Indian Food - What Makes Indian Cooking Indian? - Food

In one respect, the answer to the question raised by the title is easy: that the dish has its origins in India., but frivolous. The actual answer is a little more involved, and interesting.

India is an historic land, created from loads of unique cultures resulting from migration and invasion, followed by tribal merging. This is reflected in its cuisine. Everyone can identify something that is Indian about Indian food - the curry, the unique mix of a masala (Hindi for spice), the colourful chicken and lamb dishes, but every effort to pin it down somehow slips into a fog.

Think about the lowly chutney. This mix of fruit and spices could for certain have not come from anywhere else but India. What other land would have the inventiveness and courage to blend something sweet - i.e. ripe fruit - and mix in a mixture of spices?

To select another illustration, chicken is a familiar element of recipes from around the globe, but nowhere else but India invented that international favorite - tandoori chicken.

It isn't just the sizzling hot clay oven. It isn't simply the brilliantly coloured results that make the dish as much a pleasure to the eye as to the tongue, it is the pleasing mixture of spices and the unique method of preparation that contains them.

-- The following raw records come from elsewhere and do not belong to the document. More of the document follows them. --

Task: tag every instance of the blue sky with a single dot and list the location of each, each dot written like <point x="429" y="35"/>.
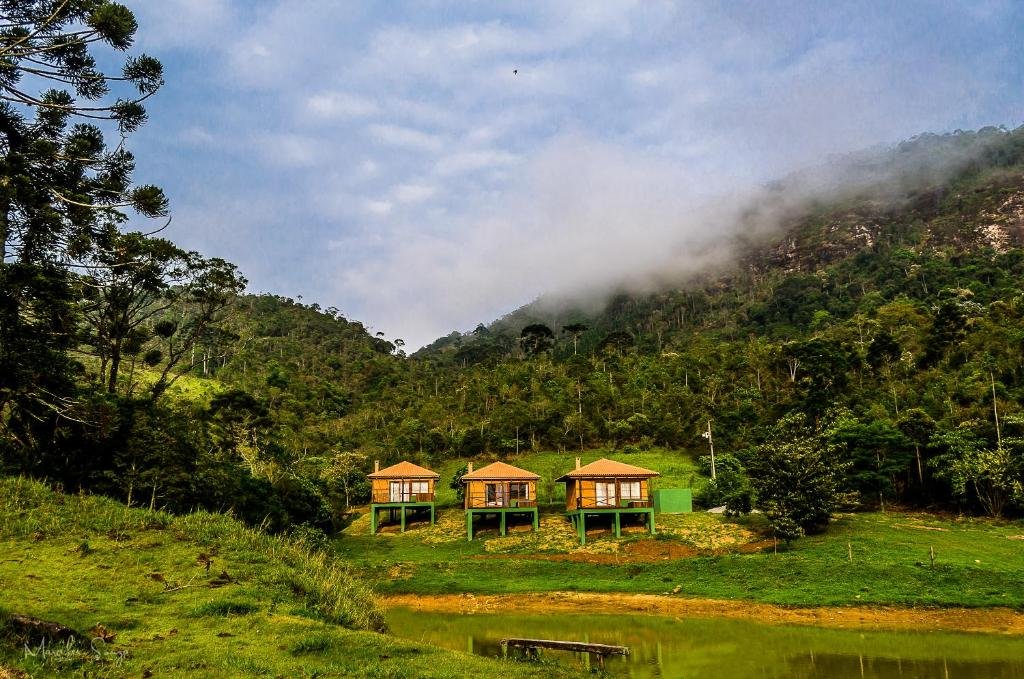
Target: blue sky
<point x="383" y="158"/>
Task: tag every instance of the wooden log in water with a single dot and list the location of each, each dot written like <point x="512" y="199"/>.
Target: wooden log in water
<point x="578" y="646"/>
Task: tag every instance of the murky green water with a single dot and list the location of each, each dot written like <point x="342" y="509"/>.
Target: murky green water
<point x="712" y="648"/>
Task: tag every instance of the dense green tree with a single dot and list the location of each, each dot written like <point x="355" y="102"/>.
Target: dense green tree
<point x="537" y="338"/>
<point x="798" y="476"/>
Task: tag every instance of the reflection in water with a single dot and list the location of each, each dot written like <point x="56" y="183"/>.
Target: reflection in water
<point x="729" y="648"/>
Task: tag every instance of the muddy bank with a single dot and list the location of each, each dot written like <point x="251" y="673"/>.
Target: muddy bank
<point x="990" y="621"/>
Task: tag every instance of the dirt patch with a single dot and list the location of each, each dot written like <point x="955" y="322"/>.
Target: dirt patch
<point x="658" y="550"/>
<point x="991" y="621"/>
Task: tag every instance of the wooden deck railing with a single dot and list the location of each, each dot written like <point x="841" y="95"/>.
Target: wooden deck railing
<point x="612" y="503"/>
<point x="480" y="501"/>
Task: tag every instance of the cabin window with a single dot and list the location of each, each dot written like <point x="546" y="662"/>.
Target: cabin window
<point x="519" y="491"/>
<point x="495" y="494"/>
<point x="630" y="491"/>
<point x="605" y="492"/>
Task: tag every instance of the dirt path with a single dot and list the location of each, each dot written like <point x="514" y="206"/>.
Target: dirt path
<point x="992" y="621"/>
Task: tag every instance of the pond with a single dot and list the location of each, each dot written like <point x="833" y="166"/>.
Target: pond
<point x="726" y="648"/>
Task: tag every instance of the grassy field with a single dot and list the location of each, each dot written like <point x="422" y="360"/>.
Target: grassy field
<point x="677" y="469"/>
<point x="869" y="558"/>
<point x="265" y="606"/>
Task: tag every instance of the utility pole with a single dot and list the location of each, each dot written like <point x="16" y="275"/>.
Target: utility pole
<point x="711" y="444"/>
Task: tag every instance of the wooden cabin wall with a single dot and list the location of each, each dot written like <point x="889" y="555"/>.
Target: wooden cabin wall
<point x="381" y="487"/>
<point x="587" y="491"/>
<point x="476" y="491"/>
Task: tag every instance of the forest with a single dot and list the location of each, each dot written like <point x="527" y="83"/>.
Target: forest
<point x="875" y="339"/>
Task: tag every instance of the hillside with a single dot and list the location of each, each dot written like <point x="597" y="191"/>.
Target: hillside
<point x="888" y="317"/>
<point x="133" y="592"/>
<point x="887" y="312"/>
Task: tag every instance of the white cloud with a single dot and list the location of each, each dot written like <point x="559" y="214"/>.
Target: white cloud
<point x="450" y="188"/>
<point x="407" y="138"/>
<point x="413" y="193"/>
<point x="472" y="161"/>
<point x="378" y="208"/>
<point x="335" y="105"/>
<point x="290" y="150"/>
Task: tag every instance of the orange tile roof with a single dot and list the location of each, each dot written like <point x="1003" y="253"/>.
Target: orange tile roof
<point x="605" y="468"/>
<point x="500" y="471"/>
<point x="403" y="470"/>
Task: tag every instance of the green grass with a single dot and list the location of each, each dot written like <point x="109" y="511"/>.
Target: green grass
<point x="979" y="562"/>
<point x="677" y="469"/>
<point x="266" y="607"/>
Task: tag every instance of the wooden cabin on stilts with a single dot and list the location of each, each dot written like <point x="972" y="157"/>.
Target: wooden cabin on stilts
<point x="500" y="489"/>
<point x="604" y="487"/>
<point x="400" y="489"/>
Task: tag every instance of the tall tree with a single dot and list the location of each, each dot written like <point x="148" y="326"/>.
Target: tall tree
<point x="60" y="185"/>
<point x="574" y="329"/>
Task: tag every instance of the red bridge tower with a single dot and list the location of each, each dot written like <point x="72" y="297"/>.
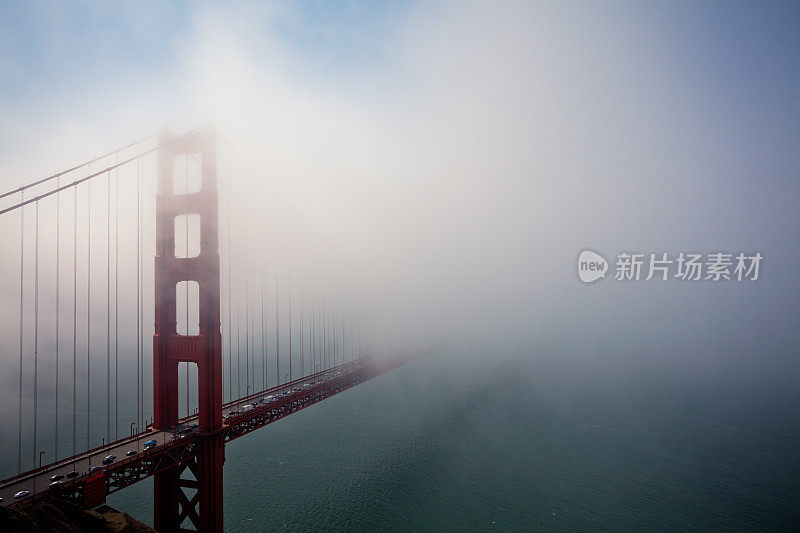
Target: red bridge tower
<point x="193" y="489"/>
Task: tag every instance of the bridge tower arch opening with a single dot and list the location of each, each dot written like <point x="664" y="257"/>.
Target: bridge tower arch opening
<point x="191" y="492"/>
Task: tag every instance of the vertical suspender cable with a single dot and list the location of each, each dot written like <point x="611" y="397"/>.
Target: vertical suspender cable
<point x="35" y="329"/>
<point x="58" y="310"/>
<point x="351" y="333"/>
<point x="141" y="306"/>
<point x="75" y="324"/>
<point x="21" y="323"/>
<point x="302" y="322"/>
<point x="230" y="323"/>
<point x="246" y="307"/>
<point x="108" y="308"/>
<point x="263" y="301"/>
<point x="89" y="317"/>
<point x="188" y="409"/>
<point x="238" y="339"/>
<point x="277" y="336"/>
<point x="116" y="306"/>
<point x="290" y="325"/>
<point x="138" y="298"/>
<point x="313" y="330"/>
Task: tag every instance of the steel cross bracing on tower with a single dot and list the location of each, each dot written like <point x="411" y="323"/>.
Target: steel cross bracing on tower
<point x="185" y="454"/>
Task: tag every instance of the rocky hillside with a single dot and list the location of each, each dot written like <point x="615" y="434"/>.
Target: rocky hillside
<point x="59" y="515"/>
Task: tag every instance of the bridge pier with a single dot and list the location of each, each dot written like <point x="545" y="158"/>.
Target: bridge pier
<point x="192" y="490"/>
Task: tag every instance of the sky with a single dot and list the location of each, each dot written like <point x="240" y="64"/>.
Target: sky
<point x="455" y="157"/>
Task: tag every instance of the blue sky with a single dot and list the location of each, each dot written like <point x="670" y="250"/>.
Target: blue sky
<point x="472" y="138"/>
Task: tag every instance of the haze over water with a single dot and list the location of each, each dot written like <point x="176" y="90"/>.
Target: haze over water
<point x="445" y="163"/>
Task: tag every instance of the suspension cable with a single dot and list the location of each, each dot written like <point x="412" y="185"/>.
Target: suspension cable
<point x="75" y="323"/>
<point x="35" y="330"/>
<point x="263" y="303"/>
<point x="186" y="210"/>
<point x="58" y="310"/>
<point x="246" y="307"/>
<point x="230" y="323"/>
<point x="277" y="330"/>
<point x="21" y="323"/>
<point x="89" y="317"/>
<point x="116" y="306"/>
<point x="108" y="308"/>
<point x="290" y="324"/>
<point x="138" y="297"/>
<point x="238" y="337"/>
<point x="76" y="167"/>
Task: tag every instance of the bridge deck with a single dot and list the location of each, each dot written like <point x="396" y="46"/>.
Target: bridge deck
<point x="173" y="448"/>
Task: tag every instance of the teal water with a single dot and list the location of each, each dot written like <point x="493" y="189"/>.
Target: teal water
<point x="526" y="445"/>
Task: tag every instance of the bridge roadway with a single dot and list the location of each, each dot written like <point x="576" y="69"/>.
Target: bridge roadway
<point x="37" y="481"/>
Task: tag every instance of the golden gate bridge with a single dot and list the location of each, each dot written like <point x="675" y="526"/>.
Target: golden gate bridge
<point x="238" y="342"/>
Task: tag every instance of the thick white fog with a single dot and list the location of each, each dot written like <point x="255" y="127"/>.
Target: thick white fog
<point x="446" y="176"/>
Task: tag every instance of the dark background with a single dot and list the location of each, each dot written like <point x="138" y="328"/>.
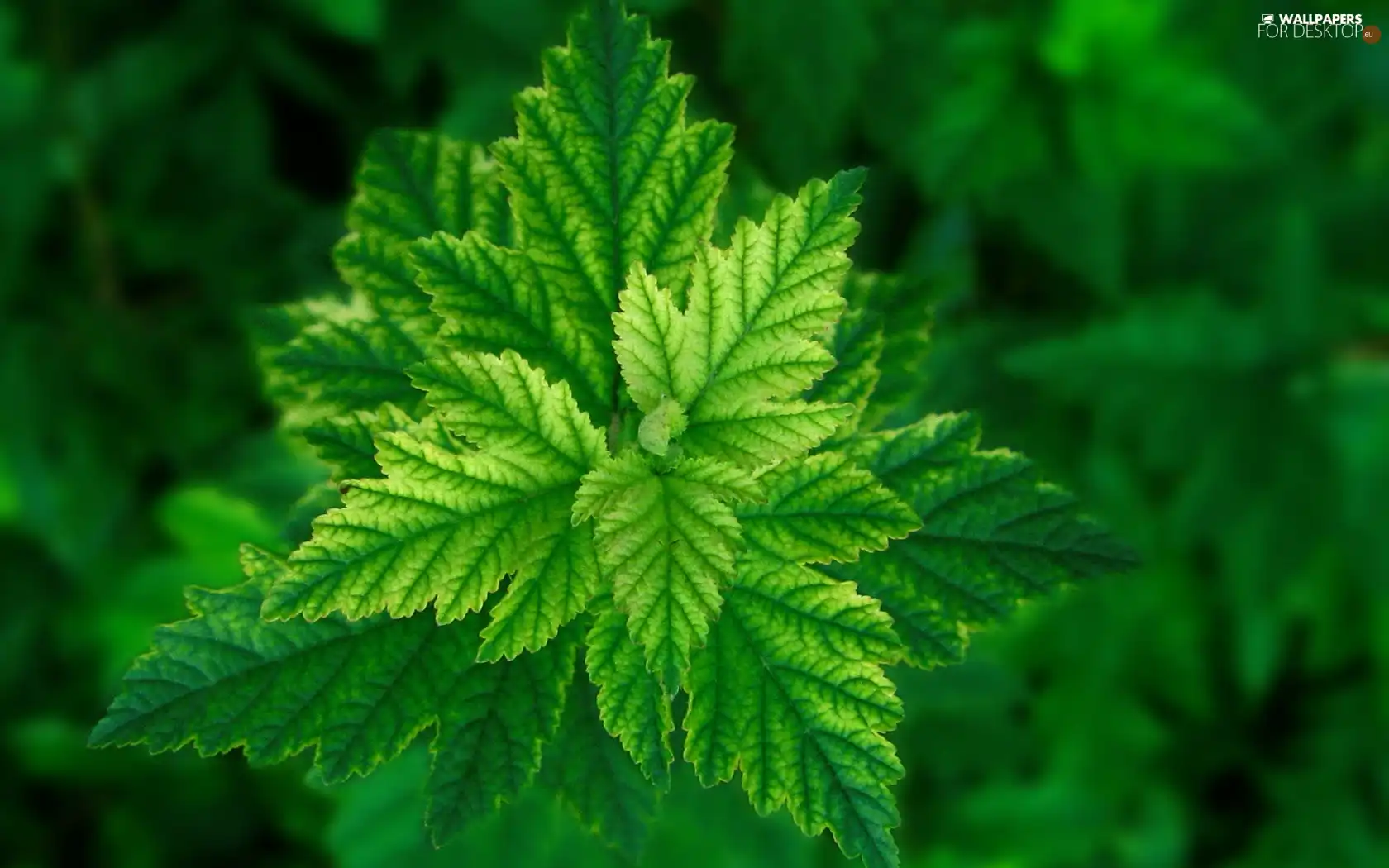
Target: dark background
<point x="1153" y="247"/>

Lamb is a part of Greek and Italian cookery and that of many other nations. These places have a long history and many alliances and neighbouring cuisines to draw upon but the difference between an Indian Achari dish and a Greek lamb stew is exceptional.

Maybe it is the coriander, but that appears in Greek cooking too. Tomatoes are an daily component of Greek dishes, too. Could it be the tasty spices which make Indian dishes so different? Not really, because the ancient Greeks moved around the world and brought back many ingredients from far afield. Whichever way you look at it Achari is exotic, vital and pungent whereas Greek stew is delicious, but mild.

Even the common doughnut is renowned as far apart as both China and America. Yet, Indian vada bears no resemblance to its counterparts in other countries. The oil-fried dough in America is a solely sweet, fat-filled confection. In China, it is usually the savoury meal itself, dim sum. In India, it is a respected part of the street vendor culture.

For all you can point to that singles out Indian cuisine - the vigorous spices, the eye-catching presentation, the thin, hard bread - the answer to what makes Indian food Indian will still remain a mystery. Given the country in question, that seems wholly appropriate.